Introit

Introit
Traditional Mass

Tuesday, September 04, 2007


THE SACRIFICE OF THE MASS

37--How should Mass be heard in order to satisfy the precept?

1. In full. That is from beginning to end.
It is a venial sin to miss voluntarily a non-essential part of the Mass. For instance, from the beginning to the Offertory exclusively; or else everything after Communion. Or, again, if one should miss at the same time everything before the Epistle and after the Communion.
It is a mortal sin to miss voluntarily an essential part of the Mass. For example: if a person were to omit everything before the Offertory and at the same time everything after the Communion; or, again, all of the mass from the commencement to the Offertory exclusively; or else all the part of the Canon up to the Elevation; or from the Consecration to the Pater Noster; or else the Consecration alone.
Whoever misses through his own fault an important part of the mass, is bound to make up this missing part at another Mass heard the same day.

Legitimate excuses. A person is excused from hearing Mass for a weighty or important motive (as would be the case of serious personal illness, or the risk to oneself or to others of spiritual or temporal injury being brought about by illness, distance from church, the duties of one's state in life, etc.) In such a case, the person should unite himself in mind and heart with the Masses being celebrated all over the world, and offer himself through Christ to the Most Holy Trinity.

2. Physically. This means my actual, bodily presence in the place where the Sacrifice is being offered. Thus, I may not satisfy my obligation by following Mass on the radio or my television set. Why not? Because the obligation is one of exterior and social worship, entailing by its nature that the required act should be public. Celebrant and worshipers should form an ensemble, a congregation; in such a way as to enable one to follow the Mass at least in its main divisions.

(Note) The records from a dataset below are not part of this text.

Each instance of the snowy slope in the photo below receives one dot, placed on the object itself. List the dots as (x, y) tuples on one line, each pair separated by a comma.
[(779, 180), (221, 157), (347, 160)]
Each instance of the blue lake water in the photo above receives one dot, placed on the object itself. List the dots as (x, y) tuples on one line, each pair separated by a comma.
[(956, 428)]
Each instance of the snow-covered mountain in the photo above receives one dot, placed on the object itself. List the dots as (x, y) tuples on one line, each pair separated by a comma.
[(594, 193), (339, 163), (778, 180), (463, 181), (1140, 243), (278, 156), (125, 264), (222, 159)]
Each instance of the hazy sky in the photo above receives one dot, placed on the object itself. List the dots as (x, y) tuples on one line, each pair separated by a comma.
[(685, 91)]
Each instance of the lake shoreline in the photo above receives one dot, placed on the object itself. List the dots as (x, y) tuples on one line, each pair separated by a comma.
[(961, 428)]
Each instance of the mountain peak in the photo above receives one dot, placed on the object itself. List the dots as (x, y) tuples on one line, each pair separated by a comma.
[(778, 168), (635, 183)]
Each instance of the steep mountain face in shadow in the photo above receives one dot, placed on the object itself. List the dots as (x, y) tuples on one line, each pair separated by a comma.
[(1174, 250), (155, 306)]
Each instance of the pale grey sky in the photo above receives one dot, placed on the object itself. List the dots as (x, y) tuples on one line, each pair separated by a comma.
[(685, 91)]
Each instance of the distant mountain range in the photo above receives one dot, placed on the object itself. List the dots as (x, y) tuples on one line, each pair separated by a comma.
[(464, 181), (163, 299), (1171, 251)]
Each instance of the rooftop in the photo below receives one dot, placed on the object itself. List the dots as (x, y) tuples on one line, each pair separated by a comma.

3. With devotion. The ideal would be to possess the same interior dispositions as Our Lady had on Calvary--to be a"host with the Host," a victim with the Victim! Mary's greatest sacrifice was her consent to the death of her only Son, and what a Son! She did not try to drive back the executioners, the way St. Peter did in a gesture of natural compassion; for she knew that the Crucifixion was the Father's will for His Son. Mary simply conformed to that will! Standing at the foot of the Cross, she endured in her heart all that her Divine Son suffered in His flesh. That is how she became Co-Redemptrix with Christ. . . . If we accept our crosses as the expressed will of our Heavenly Father, we also through the Mass, may become pleasing to God; and like Jesus and Mary, "saviors of souls."

We should show great reverence in our comportment during Mass. We should avoid all conversation, curiosity, or distractions.
We should observe modesty in dress. The church is not a place for staging a style show, still less for displaying unsuitable dress.
Always be punctual.
It is better to wait a few minutes for Mass to begin, than to arrive late. A woman who has invited gusts for dinner, always finds it annoying to see the scrolling in sometimes after the soup has been served! The Church has her "etiquette" too, requiring that the faithful should not be distracted by latecomers.

We should cherish thoughts of love and faith in our hearts. Our Lord is sacrificing Himself for the glory of His Father and for us. He is the Mediator between us and the Father. What confidence we should have in Christ's all-powerful mediation!

Knowledge of God's omnipotence ought to strengthen our trust in Him. And how it should increase at the thought that our Heavenly Father, besides being all-powerful, loves us with boundless love! And who can doubt it? We have but to glance at the Crucifix to find proof of God's incomprehensible love for men! Now Jesus is present during Mass with the same loving sentiments toward His Father and toward each one of us. How great our ingratitude, should our hearts remain cold and insensible!